In February, 31-year-old activist Sarah Baker set up a Facebook group to share information about and help small shops in the International District. Support ID – Community United grew rapidly in the first few weeks, and members raised more than $ 16,000 for a restaurant and a local nonprofit to feed around 900 health care workers. In early June, some of the artists used the stage to organize a mural party for those who had stepped up. (Baker closed the page in July.)
He said that the multicultural structure of the International District helps it maintain a tight-knit, self-sufficient community – and it will be the key to its recovery.
In addition to the foundation stonework, smaller organizers have also arranged for block watches for unarmed volunteers to patrol the streets at night and connect homeless people to social service groups. Many of them grew up under the influence of people, and local leaders such as Bob Bob Santos, a Filipino American widely regarded as the district’s unofficial mayor, and Donny Chin, a Chinese American whom his tantric security guard Known as, modeled. .
“We colloquially say that Seattle is a ‘Little Big Town’,” Baker said. “Being able to maintain and develop that legacy is really important to a lot of people. This is a high bar to hit. “
San Francisco: “There is going to be a link to displacement.”

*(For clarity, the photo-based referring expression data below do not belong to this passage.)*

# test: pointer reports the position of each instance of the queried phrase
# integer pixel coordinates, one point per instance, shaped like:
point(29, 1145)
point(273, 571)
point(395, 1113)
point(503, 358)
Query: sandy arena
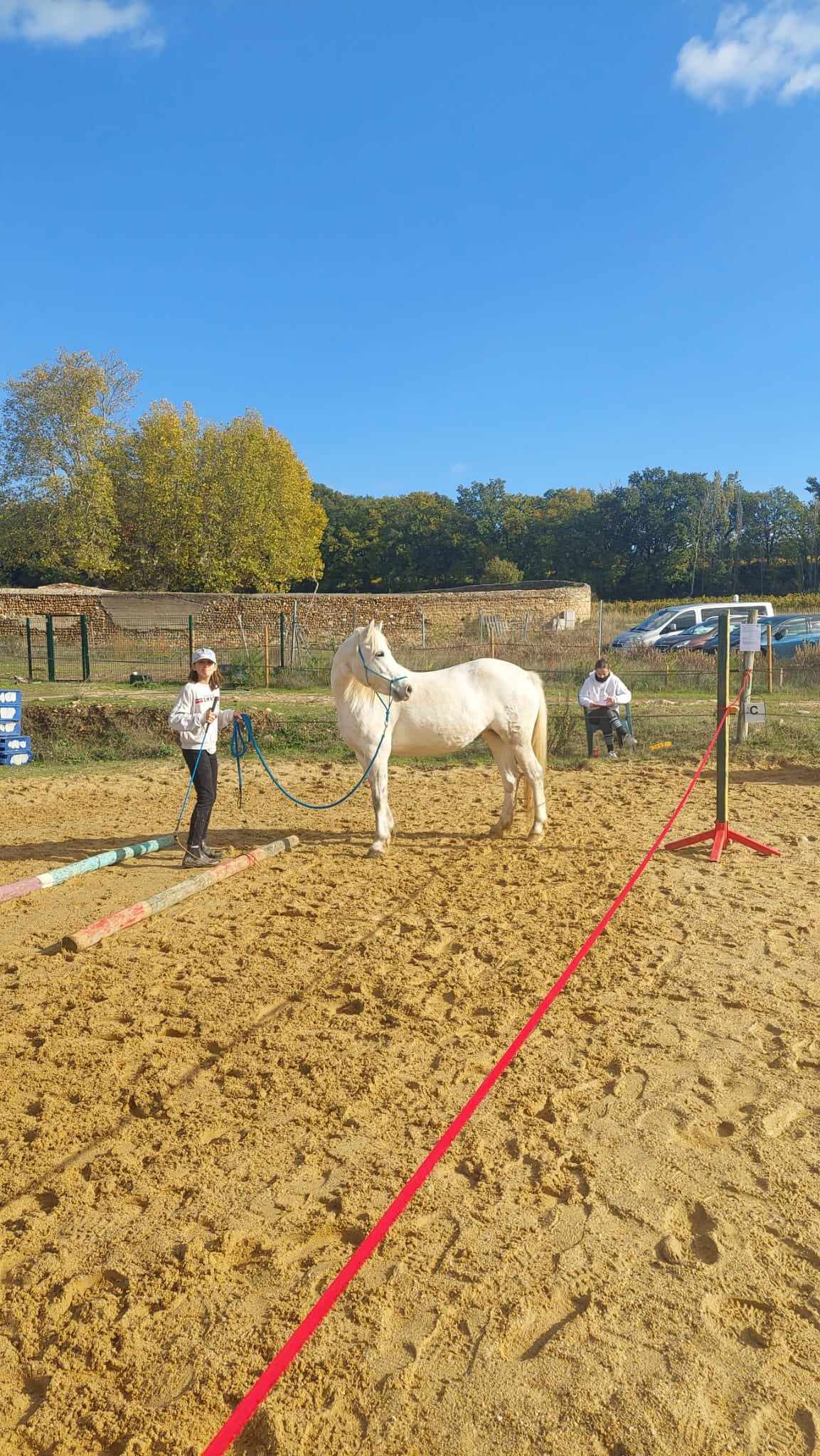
point(201, 1117)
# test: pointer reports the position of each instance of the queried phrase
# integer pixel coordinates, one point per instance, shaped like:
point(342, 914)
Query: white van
point(676, 619)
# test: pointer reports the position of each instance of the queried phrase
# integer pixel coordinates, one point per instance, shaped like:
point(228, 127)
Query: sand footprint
point(772, 1433)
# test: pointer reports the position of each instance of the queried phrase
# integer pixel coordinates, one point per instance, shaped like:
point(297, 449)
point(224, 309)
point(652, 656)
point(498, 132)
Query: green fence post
point(50, 648)
point(85, 647)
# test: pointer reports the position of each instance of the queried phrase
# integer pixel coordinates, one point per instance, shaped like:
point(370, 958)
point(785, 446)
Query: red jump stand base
point(721, 835)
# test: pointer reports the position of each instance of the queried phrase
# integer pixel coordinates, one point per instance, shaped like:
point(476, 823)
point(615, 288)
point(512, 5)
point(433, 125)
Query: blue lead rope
point(242, 739)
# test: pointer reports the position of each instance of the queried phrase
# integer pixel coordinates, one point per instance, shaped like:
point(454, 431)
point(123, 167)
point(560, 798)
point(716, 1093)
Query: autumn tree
point(156, 482)
point(57, 426)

The Golden Gate Fortune Cookie Factory is one of the most recognized fixtures in San Francisco’s Chinatown, making handmade fortune cookies for more than half a century.
Even before the epidemic hit, the store was struggling to make a profit, fighting the double threats of rising rents and corporate rivals that mass produced cookies. By the time Lunar New Year – typically the busiest week in the neighborhood – rolled around, coronavirus and wanton anti-Asian racism had pushed daily sales to near zero.
Nevertheless, when the lockdown was lifted in July, owner Kevin Chan hoped he could turn the business on. But barely two months later, the megfire changed the sky of the Bay Area to an apocalyptic orange, reducing visitors to one or two people a day – the equivalent of the scene in late February.